Content Audit in a Nutshell
The purpose of a content audit as it relates to SEO is to review all of the content on a website. Anything and everything that can be indexed is looked at using analytics to determine the performance levels. From that point you can make informed decisions about what content is doing good, what is doing bad and what is just plain ugly as the content audit should show you:
- Your best ranking pages
- Your worst ranking pages
- The keywords content is ranking for or should be ranking for
From there you can make a lot of decisions such as:
- Which content to remove such as underperforming on now irrelevant pieces
- Which content to edit or update
- Which content to consolidate
- Where gaps in content are related to keywords
- If you are suffering from any search engine penalties or ranking issues
- Which topics your audience prefers
- Generate an ideas list for new content
The end result of all this work should be a net positive effect on your SEO efforts as you are essentially improving the quality of your site which will reflect positively when your site is crawled. Often the biggest improvements occur after removing content that ranks poorly and consolidating overlapping content to help it rank higher.
The Basics of Content Auditing
Much like other types of audits, when you are performing a content audit the process is broken down into stages. You have to first review the entire inventory on hand and audit all of it. Then you analyze the acquired information to draw up a plan of action to make improvements.
- Find your content – You can use crawling tools like Screaming Frog or URL Profiler to help you track down all of the URLs on your website. This can then be converted into a spreadsheet for easy viewing.
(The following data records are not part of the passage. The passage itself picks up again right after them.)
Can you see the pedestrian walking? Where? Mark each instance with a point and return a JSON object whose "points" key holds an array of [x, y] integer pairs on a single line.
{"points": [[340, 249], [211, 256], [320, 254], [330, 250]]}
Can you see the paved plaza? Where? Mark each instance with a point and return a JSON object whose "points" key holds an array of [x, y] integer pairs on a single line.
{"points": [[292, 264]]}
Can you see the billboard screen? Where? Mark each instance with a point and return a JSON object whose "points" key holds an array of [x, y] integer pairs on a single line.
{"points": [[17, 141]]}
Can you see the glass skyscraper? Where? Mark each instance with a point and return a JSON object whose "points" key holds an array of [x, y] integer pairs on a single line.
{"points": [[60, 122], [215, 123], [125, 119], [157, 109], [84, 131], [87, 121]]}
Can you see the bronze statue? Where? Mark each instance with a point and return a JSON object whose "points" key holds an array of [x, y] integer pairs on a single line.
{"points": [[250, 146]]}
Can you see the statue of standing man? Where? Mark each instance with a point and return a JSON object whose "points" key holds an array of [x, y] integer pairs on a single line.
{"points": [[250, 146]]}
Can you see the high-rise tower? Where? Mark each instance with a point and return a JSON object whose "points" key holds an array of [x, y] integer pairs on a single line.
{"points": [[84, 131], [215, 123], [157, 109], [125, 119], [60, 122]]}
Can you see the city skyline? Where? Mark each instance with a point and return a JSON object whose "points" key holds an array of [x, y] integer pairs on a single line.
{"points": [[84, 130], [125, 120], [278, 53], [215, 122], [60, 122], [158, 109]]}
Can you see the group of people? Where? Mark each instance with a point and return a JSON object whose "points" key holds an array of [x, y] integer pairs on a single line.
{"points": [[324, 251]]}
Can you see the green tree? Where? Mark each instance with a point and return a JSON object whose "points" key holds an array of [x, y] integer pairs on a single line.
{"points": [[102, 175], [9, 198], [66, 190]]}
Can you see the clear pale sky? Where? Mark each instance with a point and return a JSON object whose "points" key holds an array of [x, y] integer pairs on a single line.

If you have only a few pages you could do it manually as well. There are also plenty of free content inventory and audit templates floating around the internet you can use to organize your data.
- Input data – There are a lot of possible items to track. Screaming Frog includes many basic points in the crawling tool. You can also use Google Analytics or other paid programs that track this type of data, like Shared Count. Here is a list of useful items to track, but it should ultimately be based on how deep of an audit you are doing: Page Title, Target Keyword, Meta Description, Page Headings Used, Page Visits, Page Entries and Exits, Page Bounce Rate, Average Time on Page, Date Last Updated, Inbound Links, Broken Links, Images and Images ALT Tags. You can also track: Page Headings Used, Word Count, Topic, Author, Tags Used, Content Type, Social Shares, and Number of Comments.
- Score the data – After reviewing all the data points you want to collect and have collected, you should develop your own scoring system. Some people use a 10 point scale. Then you should score your data based on your scale to help you better understand what you have to work with.
- Update the spreadsheet – At this point it can be a good idea to add columns for audit dates and comments. That way you can remember when you last audited your URLs and what actions you took, so on the next audit you can compare notes.
- Analyze the data – Once you are done compiling data you need to determine what to do with it. For example, some content will simply be kept while others need to be removed, updated or consolidated. Plus you should look for any patterns that might exist between data points to help form a model for future content.
The Bottom Line
The bottom line is that doing regular content audits is a good idea for any site with a decent amount of content that wants or needs good results from that content. This provides you not only the opportunity to prune some of the less useful content from your site, but also to analyze what works and doesn’t work to help optimize your content strategy.